Don Libby wrote:
> So we agree there is an association with level of socioeconomic development
> and the prevalence (or dominance or strength) of patriarchal religion. But,
> still too soon to conclude there is a causal relationship.
OK
> No doubt fear and terror are effective means of behavioral control. So are
> guilt and shame, but their link to violence is less clear; they seem more
> strongly related to social approval or disapproval.
The desire for approval or fear of disapproval by religious authorities
(e.g., priests, pastors, ayatollahs, etc.) can be even stronger.
> I appreciate and applaud your search for evidence - indeed that is what
> holds my interest here. I hope you don't mind my "oppositional" rhetoric,
> it is simply an exercise in skepticism such that we may learn something from
> explanations when they are called for.
Agree, I welcome your feedback whether positive or negative.
> One bit of logic calls for explanation: how may a constant explain change?
> Sections 1 and 4 speak of "ubiquitous" violence - everywhere, and for a very
> long time. If there has been a regime of ubiquitous patriarchal violence
> for something like 2000 years, how can that explain the massive global
> changes of the past 200 years, measurable by such indicators as the size of
> the human population, atmospheric CO2 concentration, or global average
> surface temperature?
Two thousand years doing something wrong is no justification to keep
doing it. In my book, violence is always wrong -- in principle.
My personal impression is that changes for good are seldom induced by
violence, patriarchal or otherwise. Conversely, bad changes (and
refusal to implement good changes) are most often induced by violence.
Again, most violence has patriarchal roots. Now, what is good and what
is bad for humanity is hard to define and impossible to calculate. But
if we act in conscience, we generally know what is good vs.what is bad.

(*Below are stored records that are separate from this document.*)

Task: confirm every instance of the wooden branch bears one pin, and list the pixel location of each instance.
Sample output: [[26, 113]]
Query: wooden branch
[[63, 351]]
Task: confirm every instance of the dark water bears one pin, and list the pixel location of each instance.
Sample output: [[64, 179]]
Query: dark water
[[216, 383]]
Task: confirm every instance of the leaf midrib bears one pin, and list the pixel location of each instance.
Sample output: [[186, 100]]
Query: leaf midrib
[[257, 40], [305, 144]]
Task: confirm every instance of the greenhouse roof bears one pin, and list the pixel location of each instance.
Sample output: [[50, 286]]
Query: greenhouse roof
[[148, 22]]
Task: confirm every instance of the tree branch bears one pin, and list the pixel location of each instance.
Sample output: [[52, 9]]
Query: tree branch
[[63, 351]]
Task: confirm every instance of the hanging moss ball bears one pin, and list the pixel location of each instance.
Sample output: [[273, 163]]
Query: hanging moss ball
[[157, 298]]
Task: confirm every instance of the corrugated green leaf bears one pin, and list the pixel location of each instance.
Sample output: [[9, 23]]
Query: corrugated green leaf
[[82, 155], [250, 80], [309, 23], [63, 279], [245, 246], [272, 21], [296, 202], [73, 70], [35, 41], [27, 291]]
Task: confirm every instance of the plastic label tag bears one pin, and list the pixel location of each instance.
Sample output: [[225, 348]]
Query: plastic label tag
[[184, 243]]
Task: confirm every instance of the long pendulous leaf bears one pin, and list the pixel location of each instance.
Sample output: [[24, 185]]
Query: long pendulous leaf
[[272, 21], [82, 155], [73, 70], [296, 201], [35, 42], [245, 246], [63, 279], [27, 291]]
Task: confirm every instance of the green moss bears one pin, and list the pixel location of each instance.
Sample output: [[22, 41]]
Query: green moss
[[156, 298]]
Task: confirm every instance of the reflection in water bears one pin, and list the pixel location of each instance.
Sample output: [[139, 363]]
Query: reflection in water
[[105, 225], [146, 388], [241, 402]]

> I think we may have to seek material explanations (the industrial
> revolution) and point to "patriarchally dominant" religion as a drag on
> industrial development, rather than a driving force of change. Technical
> change leading, cultural change lagging, or in more anthropological terms:
> material culture changing more rapidly than immaterial culture. Seems there
> is a story to be told of the patriarchal mind set replaced by the "western
> liberal" mind set, accompanied as it has been by "the protestant ethic and
> the spirit of capitalism", to coin a phase.
All forms of violence and, in particular, all forms of religious
violence are bad regardless of religion or social customs.
> Have you encountered Alex Inkeles' "psychological modernity" theory of
> development?
I just googled him ... can you recommend a short intro or tutorial?
Recently I have been reading the writings of René Girard about the link
between violence and religion. Are you familiar with Girard's work?